Just two spaceships from one direction can move the plus, but making use of this is difficult:

Code: Select all

x = 24, y = 5, rule = 345/2/4
10.ABC.AB.A4.A$9.C.BC.AC3A2.3A$CBA10.2AC3A3.A$CBA11.B.B$15.A!

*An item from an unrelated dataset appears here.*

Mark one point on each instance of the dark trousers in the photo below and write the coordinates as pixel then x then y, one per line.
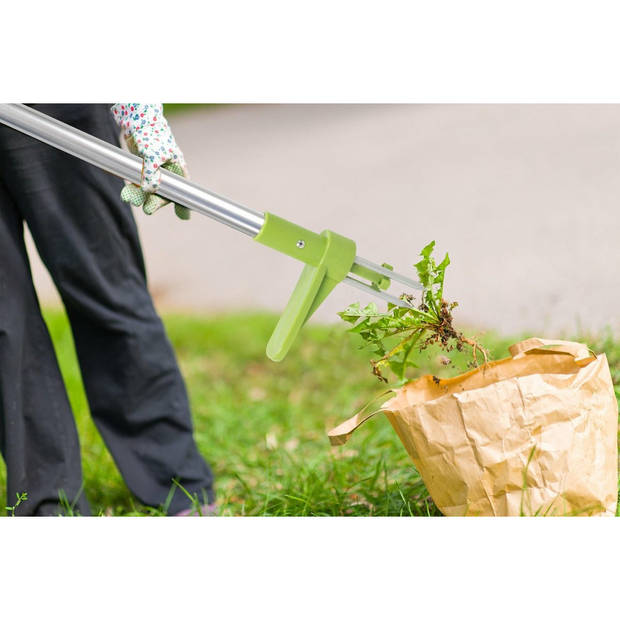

One way to make that p4 spaceship with 5 gliders:

Code: Select all

x = 71, y = 13, rule = 345/2/4
CBA$CBA36.CBA$39.CBA3$45.CBA18.ABC$45.CBA18.ABC5$68.ABC$68.ABC!

Still too many gliders.
Can it be done with fewer gliders?

Curio:

Code: Select all

x = 30, y = 26, rule = 345/2/4
20.2C$20.2B$20.2A6$19.A2.A$18.6A$19.A2.A$16.A.2A2.2A.A$15.12A$16.A2.A
2.A2.A$13.A.2A2.A2.A2.2A.A$12.18A$CBA10.A2.A2.A2.A2.A2.A$CBA10.A2.A2.
A2.A2.A2.A$12.18A$13.A.2A2.A2.A2.2A.A$16.A2.A2.A2.A$15.12A$16.A.2A2.
2A.A$19.A2.A$18.6A$19.A2.A!

Doesn't quite have the right timing but can be made into a "delay by one tic" gate that can be controlled. Larger and smaller versions work also.